Slipped upper femoral epiphysis SUFE - Fracture clinics

  • Fracture Guideline Index

    See also:  Slipped upper femoral epiphysis (SUFE) - Emergency Department

    1. How often should these fractures be followed up in fracture clinics?
    2. What should I review at each appointment?
    3. What are the potential complications associated with this injury?
    4. When should I refer for an orthopaedic consultant opinion?
    5. What are the indications for discharge?

    1. How often should these fractures be followed up in fracture clinics?

    Fracture type

    First appointment

    Subsequent review appointments (in consultant clinic)

    Discharge advice to parents

    Stable SUFE

    2 weeks for wound check

    Transfer to consultant clinic

    Protected weight bearing for 6 weeks

    • 6 weeks with x-rays
    • 12 weeks
    • 1 year with yearly review until finished growth
    • Further reviews as needed

    If only one side was pinned, patients need to return for urgent assessment if any symptoms present in the opposite hip

    No contact sports until physis is closed

    Unstable SUFE

    2 weeks for wound check

    Transfer to consultant clinic

    Non-weight bearing for a minimum of 6 weeks, dependent on severity and vascularity of the femoral head

    • A bone scan is advised early at 3 -7 days then at 6 weeks to assess blood supply to the femoral head in severe unstable SUFE
    • 6 weeks with x-rays
    • 12 weeks
    • 1 year with yearly review until finished growth.
    • Further reviews as needed

    If only one side was pinned, patients need to return for urgent assessment if any symptoms present in the opposite hip

    No contact sports until physis is closed


    2. What should I review at each appointment?

    Clinical check for gait and hip range of motion (ROM).  Radiographic review to assess for stability of the hip and any potential complications.

    3. What are the potential complications associated with this injury?

    • Osteonecrosis - the risk of ostenecrosis is up to 50% in an unstable SUFE, even with treatment
    • Chondrolysis - this can result from the process of the SUFE itself, but more commonly it is from unrecognised screw/pin penetration from surgical stabilisation. The overall incidence of this is approximately 7%
    • Osteoarthritis - patients with a moderate or severe SUFE have higher risk of early degenerative joint disease
    • Impingement - patients with a severe SUFE have a risk of deformity through the femoral neck when the SUFE is stabilised and healed. This can cause femoral acetabular impingement, and may require further surgical treatment to correct this
    • Limp/abductor weakness - patients may develop abductor weakness due to a change in mechanical position of the abductor muscles
    • Leg length discrepancy - this can develop from the SUFE deformity or can result from single-sided treatment when there is still a significant amount of growth remaining on the contralateral hip

    4. When should I refer for an orthopaedic consultant opinion?
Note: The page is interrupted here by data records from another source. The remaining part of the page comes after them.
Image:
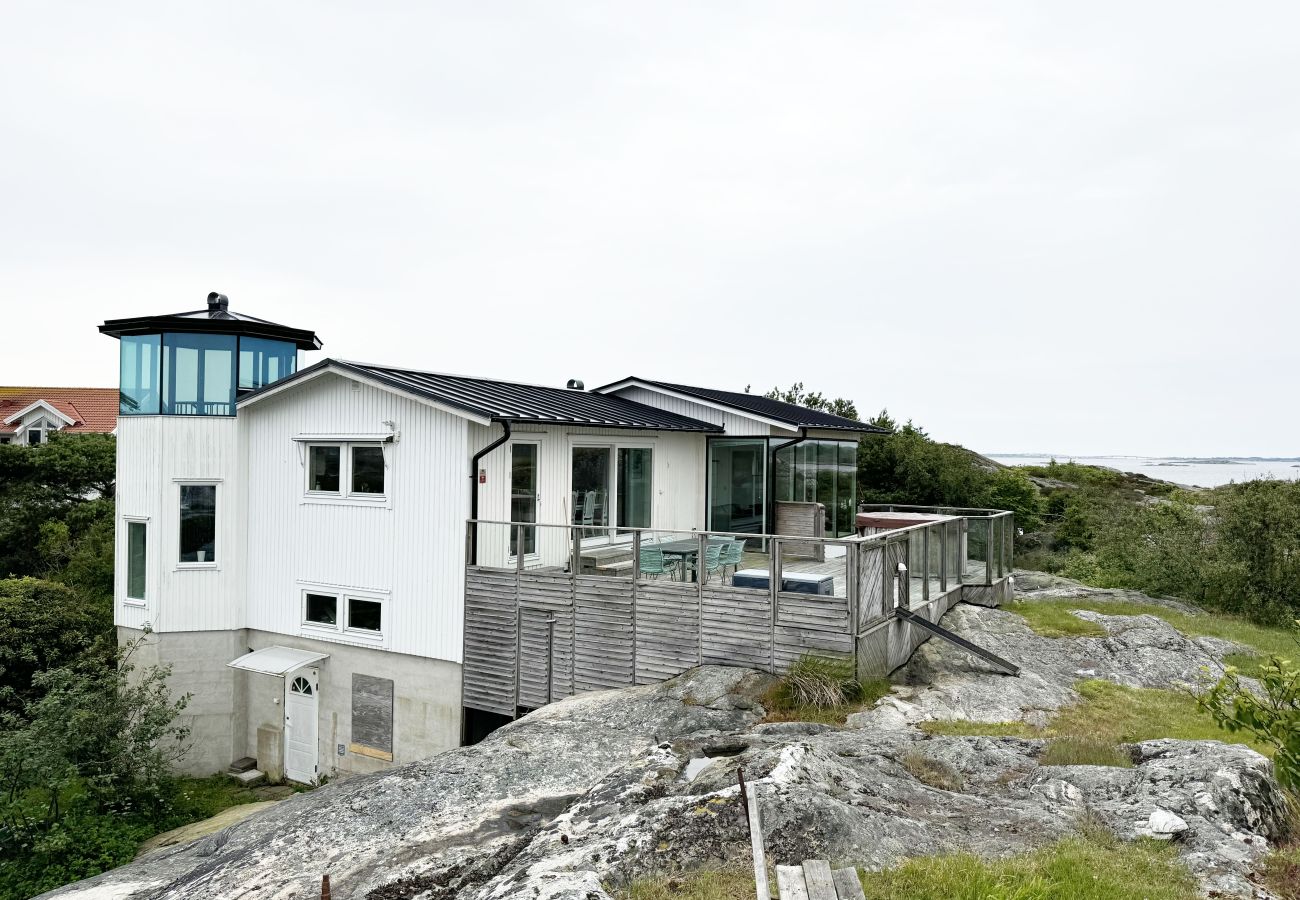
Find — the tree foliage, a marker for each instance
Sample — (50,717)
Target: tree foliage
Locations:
(56,511)
(1272,714)
(44,626)
(796,394)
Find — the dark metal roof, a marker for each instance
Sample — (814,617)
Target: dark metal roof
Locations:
(789,414)
(506,401)
(217,319)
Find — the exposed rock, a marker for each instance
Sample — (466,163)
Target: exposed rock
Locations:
(590,792)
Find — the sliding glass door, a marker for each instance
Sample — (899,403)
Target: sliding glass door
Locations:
(737,485)
(611,489)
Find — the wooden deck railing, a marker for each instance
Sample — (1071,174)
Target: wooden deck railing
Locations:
(577,609)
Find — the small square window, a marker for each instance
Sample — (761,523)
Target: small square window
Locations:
(323,464)
(367,470)
(323,609)
(364,614)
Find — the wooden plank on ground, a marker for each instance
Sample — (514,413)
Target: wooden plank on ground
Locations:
(755,839)
(817,877)
(848,886)
(789,883)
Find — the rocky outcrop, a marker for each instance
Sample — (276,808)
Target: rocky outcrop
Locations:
(593,791)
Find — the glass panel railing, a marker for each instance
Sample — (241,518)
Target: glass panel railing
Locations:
(976,550)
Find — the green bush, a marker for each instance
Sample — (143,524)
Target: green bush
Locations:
(1272,717)
(819,688)
(46,626)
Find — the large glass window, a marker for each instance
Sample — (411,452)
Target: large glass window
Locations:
(199,375)
(611,488)
(323,466)
(352,471)
(523,494)
(265,362)
(737,484)
(135,559)
(633,488)
(138,376)
(592,489)
(822,472)
(198,523)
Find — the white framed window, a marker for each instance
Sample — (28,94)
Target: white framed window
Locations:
(198,524)
(137,559)
(343,614)
(347,470)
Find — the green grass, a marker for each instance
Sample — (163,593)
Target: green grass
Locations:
(1106,715)
(820,689)
(1052,618)
(1091,866)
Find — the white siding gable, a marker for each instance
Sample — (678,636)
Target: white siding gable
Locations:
(406,552)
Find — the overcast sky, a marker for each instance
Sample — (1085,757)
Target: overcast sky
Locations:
(1028,226)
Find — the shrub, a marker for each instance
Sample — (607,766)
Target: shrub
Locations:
(44,626)
(819,688)
(823,682)
(1272,717)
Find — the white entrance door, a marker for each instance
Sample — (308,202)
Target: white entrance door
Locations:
(300,722)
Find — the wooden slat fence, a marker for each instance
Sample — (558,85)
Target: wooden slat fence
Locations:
(590,632)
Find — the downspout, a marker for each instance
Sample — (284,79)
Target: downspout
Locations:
(473,489)
(771,476)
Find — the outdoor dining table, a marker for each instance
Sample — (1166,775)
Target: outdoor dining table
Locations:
(685,550)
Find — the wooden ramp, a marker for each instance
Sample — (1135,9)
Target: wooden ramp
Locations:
(815,881)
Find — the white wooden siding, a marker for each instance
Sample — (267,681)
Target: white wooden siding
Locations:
(411,550)
(154,453)
(733,423)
    Patients should be followed up in the consultant clinic after their initial 2-week follow-up.  Consultant opinion should be undertaken if there are any concerns with complications, progression of a SUFE, or a non-uniting SUFE.

    5. What are the indications for discharge?

    Patients should be followed yearly until growth is finished, after this they may be discharged from the consultant clinic if there are no further issues. 

    References (Outpatient setting)

    Aronsson DD, Loder RT, Breur GJ, et al.  Slipped capital femoral epiphysis: current concepts.  J Am Acad Ortho Surg 2006; 14: 666-79.

    Weigall P, Vladusic S, Torode I. Slipped upper femoral epiphysis in children: delays in diagnosis. Aust Fam Physician 2010; 39(3): 151 -3.

    Kay RM. Slipped femoral capital epiphysis. In Lovell and Winter's Pediatric Orthopaedics, 6th Ed, Vol 2. Morrissy RT, Weinstein SL (Eds). Lippincott, Philadelphia 2006. p.1085-124.